Kant sostiene che esistono due diversi livelli di realtà, uno sovrastante l’altro. Così, da un lato troviamo la realtà sensibile (“fenomenica”), cui appartengono il corpo e tutte le sue determinazioni e dall’altro una realtà intelligibile non data dai sensi, ma a cui si può pervenire tramite un’esperienza extra-sensibile. Così inteso, l’uomo finisce per essere non una combinazione di due sostanze (quale invece era secondo Cartesio), ma come un’entità appartenente a due diversi ordini di realtà. Con la sua soluzione, Kant, compiendo tale operazione di difesa della libertà nel mondo noumenico, esclude ogni forma di libertà in quello fenomenico.

A questo punto sorge una domanda, come fa l’intelletto a sapere ciò che è vero e quindi giusto?

Se vero e giusto sono tipicità del Divino e se la ragione Divina è incomprensibile all’uomo, come può comprenderla?

A parere di chi scrive, l’uomo non può conoscere totalmente la ratio divina in quanto creatura e non creatore, in quanto emanato e non emanante; egli è immerso in un ordine che non può conoscere totalmente ma che può tuttavia percepire, avvertire, sentire, in quanto, facendone parte, contiene nella sua essenza la stessa energia vitale, lo stesso principio che da Dio emana.

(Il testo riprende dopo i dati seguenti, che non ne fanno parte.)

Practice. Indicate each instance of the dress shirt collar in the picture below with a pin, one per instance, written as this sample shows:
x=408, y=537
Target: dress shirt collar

L’essenza dell’uomo e di tutto è Energia
(cfr. Liebniz)

Poiché’ il Principio divino, l’Energia è libera, l’uomo partecipa come natura senziente di questa Libertà assoluta.

Come avviene la partecipazione alla libertà?

Attraverso quella parte dell’intelletto che definiamo irrazionale, cioè intuitivo, non spiegabile con la semplice ragione analitico deduttiva.

Una volta stimolata, la parte intuitiva, senziente, meditativa, ci consente di entrare in contatto con un’altra dimensione. In quel momento l’uomo sperimenta uno stato di unione col tutto, di consapevolezza e di libertà al di fuori dello spazio e del tempo. Così, l’uomo esprime la sua partecipazione verso l’Assoluto, percependo l’ENERGIA VITALE COME AMORE.

Il segno di tale partecipazione è la sensazione di serenità interiore e di libertà.

Concludo asserendo che tutto ciò che è libero è dettato dell’Amore e vive nell’Amore.